Something happened to me a few days back that actually made me think about the significance of living. While I say living, I mean capturing, enjoying and enjoying minutes versus hurrying through life like most of us do. I am Slow Down. Big. Time. And, this concept is especially significant during your divorce.
Here is what occurred to me personally. I started my day around 5:30am, drinking coffee and working, somewhat relaxed and calm. However, when 7am came about, it was time to start making lunches, getting the children ready for college, doing dishes, cleaning the home, etc.. It’s sort of like the gun goes off at the time and the race starts.
After I dropped off the children at their schools, I headed into the gym to squeeze in a fast workout. Additionally, I made a decision to drop a check off to somebody there–figured I’d get that job off my list. While practically running to the workout room where my friend was, I ended up tripping over someone’s hand weights and falling in front of approximately 40 girls who were about to start a fitness class. Embarrassing as hell, but this has been the least of my worries.
I go flying into the air and land on a tough, gym floor in my knees. The fall (particularly my knees hitting the floor) was so loud that when I looked up, I was surrounded by a group of girls asking if I wanted them to phone an ambulance!
By some miracle, I felt OK. My knees are badly bruised, my entire body aches somewhat and I am a bit shaky still, but all in all, I have to thank God that it wasn’t worse. He was truly looking out for me, and I believe giving me a warning to slow the heck down!
The whole experience made me understand how in a hurry I’m every second of every day. Like so many women I know, we are all attempting to manage work, kids, our home, errands, a social life, relationships, working out, etc.. And then maybe, just maybe we might have some free time to get something for ourselves.
I asked myself, when was the last time I read a book in the bathtub? When was the final weeklong holiday I took? Probably over a decade and a half–except for its TV binge viewing.
I’m in no way feeling sorry for myself. I have a GREAT life. But time is going by so fast, and the bucket list is still quite long.

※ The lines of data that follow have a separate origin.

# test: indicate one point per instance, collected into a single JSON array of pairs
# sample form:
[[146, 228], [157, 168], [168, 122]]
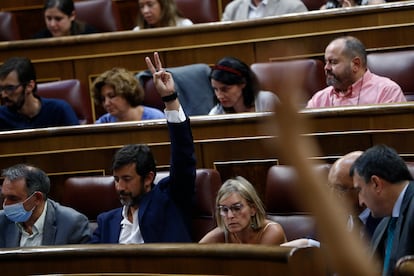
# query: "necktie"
[[388, 247]]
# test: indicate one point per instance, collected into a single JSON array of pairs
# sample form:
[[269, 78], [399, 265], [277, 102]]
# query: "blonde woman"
[[241, 217], [159, 13]]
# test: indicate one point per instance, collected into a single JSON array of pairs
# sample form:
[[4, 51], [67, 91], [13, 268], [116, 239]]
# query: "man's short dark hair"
[[36, 179], [382, 161]]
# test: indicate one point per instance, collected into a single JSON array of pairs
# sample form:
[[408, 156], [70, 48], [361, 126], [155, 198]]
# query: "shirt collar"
[[125, 220], [37, 227], [353, 90], [397, 206]]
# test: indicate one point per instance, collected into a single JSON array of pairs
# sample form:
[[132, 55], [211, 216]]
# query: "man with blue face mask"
[[29, 218]]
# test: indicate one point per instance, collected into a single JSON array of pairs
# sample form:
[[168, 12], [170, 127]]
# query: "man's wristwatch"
[[170, 98]]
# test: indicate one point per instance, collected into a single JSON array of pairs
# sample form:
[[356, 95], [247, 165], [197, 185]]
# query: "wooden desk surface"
[[214, 259]]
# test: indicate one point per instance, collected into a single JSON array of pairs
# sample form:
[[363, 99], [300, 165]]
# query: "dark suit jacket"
[[165, 212], [403, 243], [63, 225]]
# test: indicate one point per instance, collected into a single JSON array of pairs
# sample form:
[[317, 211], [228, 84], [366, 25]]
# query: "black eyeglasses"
[[235, 209], [9, 89]]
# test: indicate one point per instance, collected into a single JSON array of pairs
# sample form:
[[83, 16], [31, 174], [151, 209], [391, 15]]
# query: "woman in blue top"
[[121, 95]]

I find that hurrying through life happens when folks are going through a divorce, too. Men and women that are having shock and anger and bitterness and resentment have a tendency to earn their divorce their entire world. They are rushing to talk to their lawyer, hurrying to tell their buddies stuff their ex did, rushing to look at lawyer motions and judgements and emails and fees. Rushing because it’s their universe and it’s their top priority. I’m not judging. Trust me.

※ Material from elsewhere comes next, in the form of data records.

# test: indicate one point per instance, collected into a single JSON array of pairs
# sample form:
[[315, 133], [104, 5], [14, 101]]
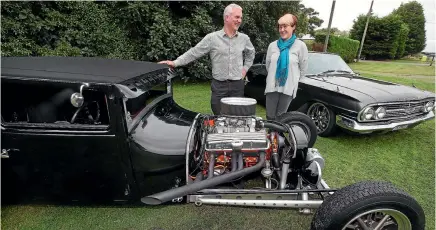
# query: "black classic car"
[[96, 130], [335, 96]]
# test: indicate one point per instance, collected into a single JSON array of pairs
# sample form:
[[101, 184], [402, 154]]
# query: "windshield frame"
[[319, 63]]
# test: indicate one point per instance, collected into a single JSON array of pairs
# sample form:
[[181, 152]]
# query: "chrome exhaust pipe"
[[168, 195], [261, 203]]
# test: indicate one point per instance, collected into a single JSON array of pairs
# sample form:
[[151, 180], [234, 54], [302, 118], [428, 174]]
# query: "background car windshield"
[[318, 63]]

A divorce could become your whole life. It can make you feel as nothing else is happening–just your broken heart, your children’ pain along with your asshole ex who just ruined your life. That’s the mindset.
So what I want to talk about are a few strategies to actually enjoy life. My advice goes to folks like me, and also people going through a divorce. Here it is.

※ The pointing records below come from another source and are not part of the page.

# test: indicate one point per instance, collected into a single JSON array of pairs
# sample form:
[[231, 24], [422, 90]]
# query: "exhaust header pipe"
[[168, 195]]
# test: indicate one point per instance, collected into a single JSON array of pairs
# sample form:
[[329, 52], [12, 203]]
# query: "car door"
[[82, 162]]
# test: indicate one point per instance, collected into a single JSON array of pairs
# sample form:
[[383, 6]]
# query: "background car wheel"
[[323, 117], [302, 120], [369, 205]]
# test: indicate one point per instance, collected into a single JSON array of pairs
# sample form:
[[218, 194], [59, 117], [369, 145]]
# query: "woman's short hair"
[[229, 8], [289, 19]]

Each and every day, it’s important to find and acknowledge moments which are meaningful. Perhaps it’s your child’s laugh, perhaps it’s that delicious cup of coffee you loved this morning, maybe a cute man noticed you, maybe you had a very nice talk with your mom, or perhaps you looked up in the sky and it looked really really pretty. These are all gifts that individuals who have so much on their mind occasionally dismiss. Slow down and stop ignoring them! Pay attention.
Instead of focusing on what just went wrong–which call you got from your lawyer, or finding out you owe a lot more in your credit card than you thought, or putting in your favorite pair of jeans and they are quite comfortable, or even how pissed you are that your ex is already blissfully happy in his new relationship (which trust me, he is not and if he’s it’s only temporary), try focusing on the good. What went RIGHT now? What are you grateful for? What do you have that you appreciate? I promise there are millions of things like this. Let yourself see them and appreciate them.
Approximately six months ago, I began a ritual that I believe has helped me tremendously. Each morning when I wake up, until I get out of bed, I talk to God about what I am thankful for. I do it every single day. It is a way to start my day focusing on the advantages, instead of the stresses that will come as the afternoon continues.
“Life moves pretty fast. If you do not stop and look around once in awhile, you could miss it,” says Matthew Broderick in the start and at the conclusion of the movie. In fact, that whole movie is all about enjoying the small pleasures that life has to offer you. I would highly suggest this movie to anyone going through a divorce!
In closure, I know your divorce is dreadful. I know you can not get through a day without yelling. But average divorces require a few months to a couple decades. Would you want to invest that time living your divorce or living your own life? The choice is yours. Think it over and try not to trip on anyone’s hand weights!
Jackie Pilossoph is the creator of her website, Divorced Girl Smiling. The writer of her novels, Divorced Girl Smiling and Free Gift With Purchase, Pilossoph also writes the weekly dating and relationship column, Love Essentially, printed in the Chicago Tribune Pioneer Press. Oh, and she’s divorced.